Computers have become increasingly potent at identifying and understanding images in recent years. For instance, last year a paper was released highlighting how computers are now capable of understanding the contents of an image merely by looking at it.
It’s a task that humans are incredibly good at, but without meta information, it’s something that befuddles most computers, until now at least.
Now, a team from Warwick Business School have gone a step further, and have trained an AI system to understand when they’re looking at something naturally beautiful in a photo.
Appreciating beauty
The work, which was documented in a recently published paper, utilized deep learning to examine over 200,000 images from around the United Kingdom, with each image having been rated for its natural beauty via the Scenic-or-Not website.
Each image had a further array of tags that described the contents of the image. For instance, the researchers were able to use this to understand whether the picture contained a mountain or a river. They could then reference this against the scenic score for the image to understand the kind of features people typically regard as scenic.
The algorithm was then trained to start rating the images on its own.
“We tested our model in London and it not only identified parks like Hampstead Heath as beautiful, but also built-up areas such as Big Ben and the Tower of London,” the authors say.

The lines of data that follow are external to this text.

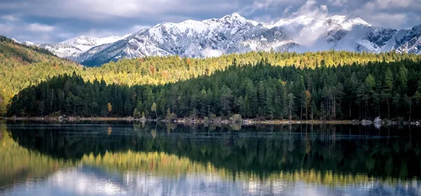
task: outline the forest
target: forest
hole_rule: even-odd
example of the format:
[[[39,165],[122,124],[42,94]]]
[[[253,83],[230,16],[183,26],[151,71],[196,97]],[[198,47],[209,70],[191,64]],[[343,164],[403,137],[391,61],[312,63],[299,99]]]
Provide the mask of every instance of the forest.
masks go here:
[[[267,60],[161,85],[107,84],[76,72],[25,89],[8,116],[260,119],[420,119],[420,62],[300,68]]]
[[[0,115],[420,118],[421,55],[249,52],[86,67],[1,38]]]

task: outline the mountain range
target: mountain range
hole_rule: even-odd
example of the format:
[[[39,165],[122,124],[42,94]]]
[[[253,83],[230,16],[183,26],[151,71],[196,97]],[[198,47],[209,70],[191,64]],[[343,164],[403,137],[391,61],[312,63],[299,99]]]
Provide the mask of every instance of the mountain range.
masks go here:
[[[421,25],[410,30],[382,28],[345,15],[324,19],[302,15],[269,25],[234,13],[219,19],[161,23],[122,37],[80,36],[60,43],[22,43],[45,48],[86,66],[124,58],[170,55],[205,58],[251,51],[395,51],[421,54]]]

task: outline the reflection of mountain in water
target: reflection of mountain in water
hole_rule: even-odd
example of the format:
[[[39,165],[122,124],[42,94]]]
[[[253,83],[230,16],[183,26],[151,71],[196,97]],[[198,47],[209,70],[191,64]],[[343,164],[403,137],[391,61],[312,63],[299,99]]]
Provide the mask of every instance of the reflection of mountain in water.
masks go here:
[[[91,166],[60,170],[43,181],[16,185],[5,192],[11,195],[416,195],[415,181],[385,185],[373,180],[358,185],[334,188],[315,183],[259,179],[224,178],[213,173],[186,173],[178,176],[154,173],[126,171],[117,176]]]
[[[234,173],[252,172],[262,176],[274,171],[302,169],[385,178],[421,176],[417,140],[410,138],[408,142],[409,138],[394,138],[397,134],[406,136],[408,130],[405,129],[298,126],[246,127],[237,131],[180,126],[168,131],[165,126],[155,129],[155,124],[135,126],[138,131],[133,131],[131,124],[36,126],[25,126],[25,130],[9,126],[9,129],[20,145],[72,160],[89,154],[131,150],[163,152],[210,162]]]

Interestingly, the work uncovered that we tend to find not just obvious natural features beautiful, but also certain man-made features too. Buildings such as churches or bridges can add to the beauty of a scene, whereas open fields tended not to so much.
The team hope that their work will be useful in helping us to understand the areas we live in, and especially why green doesn’t always rate favorably for those living there. It could feed nicely into planning decisions when authorities aim to improve the wellbeing of local residents.